# Replaced Zone controller, no M2 terminal for dampers?



## HVACTECH96 (Oct 16, 2012)

The durodyne dampers wont work with the Honeywell board.Did the same type of change out for a friend of mine and had to replace dampers also.You can use a two wire spring open power closed damper or power open and power close three wiredamper.


----------



## Houston204 (Oct 18, 2009)

You will need to configure the Honeywell Zone control for 2 wire operation and then connect the old Terminal M2 wire to R.

This diagram should help...


----------



## eelpout (Jul 9, 2013)

Well, something popped the transformer after a few hours (before I saw any of these replies). :huh: At the time it went, the VisionPro 8000's 35% auto circulate was running I think.

I had the damper M1 connected to M1 & M4 connected to M4 (open), the old M2 wasn't connected to anything. The transformer dying may be unrelated. It was a Duron Dyne 24v 40 VAC transformer, same rating as Honeywell supplies so not sure what happened there. I did read elsewhere that hooking up the Duro Dyne's wrong can fry transformers.

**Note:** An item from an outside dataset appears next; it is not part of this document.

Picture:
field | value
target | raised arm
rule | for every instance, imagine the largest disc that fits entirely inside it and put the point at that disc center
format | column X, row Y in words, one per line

Hmm, so we think their damper's should be able to work with the HZ322? So M1 stays where it is, put the old M2 directly on the transformer and M4 to M4 (Open) on the zone panel? OK, I'll try that when I get a new transformer in.

Thanks!


----------



## Houston204 (Oct 18, 2009)

I ran into this on a construction job a few months ago on a "beeper" call.
I didn't think that the durodyne would work with a Honeywell 3 zone control at the time either, and I had no literature for the dampers.

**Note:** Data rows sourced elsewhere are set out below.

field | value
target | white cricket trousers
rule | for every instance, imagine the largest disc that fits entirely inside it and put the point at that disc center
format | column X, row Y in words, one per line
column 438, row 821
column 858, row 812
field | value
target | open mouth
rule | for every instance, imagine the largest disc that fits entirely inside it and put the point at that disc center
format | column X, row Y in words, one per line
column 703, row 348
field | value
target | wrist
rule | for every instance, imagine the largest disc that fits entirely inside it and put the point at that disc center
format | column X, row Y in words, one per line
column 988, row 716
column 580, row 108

My shop located this literature and had a tech successfully connect this setup the following day.


----------



## eelpout (Jul 9, 2013)

Well, replaced the transformer with Honeywell's own and it looks like what made the smell last week was the HZ322 itself. There is a burning circuit smell coming from it when it's connected to power and no indicators come on. Rats. 

Anyone run across this before? Was working great for several hours last week and then it suddenly died like this. Could be some oddness with the dampers since they weren't wired 100% correctly (though I will say, the main R wasn't even connected). 

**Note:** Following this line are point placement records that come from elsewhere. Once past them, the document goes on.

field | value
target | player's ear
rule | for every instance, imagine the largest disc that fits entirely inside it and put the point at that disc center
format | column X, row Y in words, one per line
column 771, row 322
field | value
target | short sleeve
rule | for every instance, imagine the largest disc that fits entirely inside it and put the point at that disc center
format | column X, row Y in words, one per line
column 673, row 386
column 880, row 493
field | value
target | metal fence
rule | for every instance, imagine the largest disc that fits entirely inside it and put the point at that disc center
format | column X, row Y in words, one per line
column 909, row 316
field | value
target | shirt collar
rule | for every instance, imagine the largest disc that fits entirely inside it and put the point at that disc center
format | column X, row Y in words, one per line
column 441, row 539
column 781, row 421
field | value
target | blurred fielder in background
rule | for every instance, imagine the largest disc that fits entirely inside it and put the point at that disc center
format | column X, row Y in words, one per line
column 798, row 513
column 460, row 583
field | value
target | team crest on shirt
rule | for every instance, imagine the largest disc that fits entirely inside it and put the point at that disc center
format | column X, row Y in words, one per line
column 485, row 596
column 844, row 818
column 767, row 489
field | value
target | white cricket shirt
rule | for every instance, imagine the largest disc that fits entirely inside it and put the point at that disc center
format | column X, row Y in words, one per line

Like I said earlier the only thing that was out of the ordinary was I was running one of the VP 8000 thermostats with the Auto Circulate fan option at the time it died.

Edit: I opened the HZ322 up and sure enough, something popped. Here's a pic of the popped component. Not sure what it is ( a cap? ) but it's right at the power terminals, which are to the left of it. I guess I'll talk to Honeywell about it, but I'm sure they'll say it was the DIY-er's error.

Strange that the HZ322 doesn't have anything to protect itself.


----------



## eelpout (Jul 9, 2013)

BTW, the 24v transformer did blow too, so I'm guessing that it took out the HZ322 or visa versa.


----------



## fy171 (Aug 3, 2010)

looks like a diode


----------



## eelpout (Jul 9, 2013)

fy171 said:


> looks like a diode


Yep, I think you're right.

I haven't heard back from Honeywell yet, but I think they're going to tell me a 24 VAC transformer blowing and harming their equipment isn't their fault. Still would like to know what happened exactly, but probably will never figure it out.

Anyway, when I replace the HZ322, I'll put a circuit breaker between it and the new transformer to help this not happening again. Probably a 4 amp.

Do people commonly put a CB or resettable fuse between zone panels and transformers?


----------



## eelpout (Jul 9, 2013)

Honeywell got back to me. 

First, they were annoyed that places like Amazon sell zone panels to non-trade individuals, that was obvious. 

they said they had never encountered a panel go like that. since the transformer went too, they're assuming there was a surge which overloaded the panel's power circuit. they didn't think it could have been the damper being wired wrong as the HZ series has protection and detection capabilities for that and will notify the installer of shorts through the LEDs. I never saw such indication.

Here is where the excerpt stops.